Google Engineers Move Translation from a Linguistical to a Mathematical Problem
Translation = MC2? A team of engineers at Google has found a new way to conduct translation; you simply have to find the linear transformation between the languages! Does this sound like mathematical abracadabra to you? Let us explain!
According to an article on MIT Technology Review, the role computer science plays in translation is becoming increasingly important. The translation tools which make use of this science compare corpuses of words in two contrasting languages to find ‘rules’ with which translations can be carried out.
However, the article says, everyone who has used a machine translation tool such as Google Translate knows that these machine translations leave a lot to be desired in terms of accuracy. In addition, the initial translations for the corpuses have to be carried out by humans, which is very time-consuming.
It seems, though, that change is around the corner!
Google engineer Tomas Mikolov and a number of his co-workers have taken a dive into the fascinating world of machine translation. They have come up with a technique with which languages can be translated into one another by using automatically generated dictionaries and phrase tables made with data mining techniques. With this new method, the structure of one language is first mapped out and then compared to another. This way, having two similar corpuses for language comparison is no longer necessary.
The data mining technique can refine dictionaries, the engineers say, as it does not make assumptions about languages, but instead carefully constructs its grammar and vocabulary by using mathematics. MIT Technology Review believes the new method to be “relatively straightforward,” as every language must be able to describe similar things, which are used in similar ways as well. Thus, the words that describe these things must be similar as well. Here, the example of numbers is given; this image, that was published in the article, reveals the similarities between the numbers one to five in English and Spanish by representing them in a vector.
The similarities between numbers is exemplary for the representation of entire languages, MIT Technology review says. Mikolov and his team are aiming to represent a language by the relationships that exist between the words. All of these relationships together are called “language space,” and can be viewed as a set of vectors that point words to one another. Recently, researchers learned that these vectors can be dealt with in a mathematical manner.

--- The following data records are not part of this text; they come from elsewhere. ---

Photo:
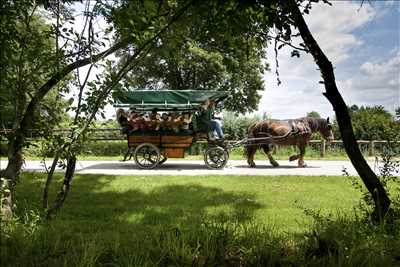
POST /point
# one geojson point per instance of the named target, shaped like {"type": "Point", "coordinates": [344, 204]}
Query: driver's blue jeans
{"type": "Point", "coordinates": [216, 127]}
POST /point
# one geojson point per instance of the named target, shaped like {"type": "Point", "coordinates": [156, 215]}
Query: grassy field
{"type": "Point", "coordinates": [194, 221]}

According to the article, languages often have a lot of similarities when it comes to vectors. Consequently, converting one vector space into another is actually the same as translation. If you look at it this way, translation is no longer linguistic, but a mathematical problem, MIT Technology Review says. The challenge for the Google engineers is to place the vector spaces onto one another in the right way. Here, a translation corpus is used after all to produce a ready-made linear translation.
If the vectors are in place, they can be used for bigger language spaces. According to Mikolov, this new technique is surprisingly accurate; for translations between English and Spanish, 90% of the translations is correct. As stated before, this method can be used to improve dictionaries, which is being tested by the Google team as well. They are currently looking at a English-Czech dictionary and have already found a number of mistakes!
As the new method is based on mathematics and not on assumptions, the engineers say, it can also be used on languages that are completely unrelated. MIT Technology Review believes that multilingual communication will probably greatly improve with this new development. However, Mikolov and his team believe their discovery is only the tip of the iceberg and that a lot more research is needed.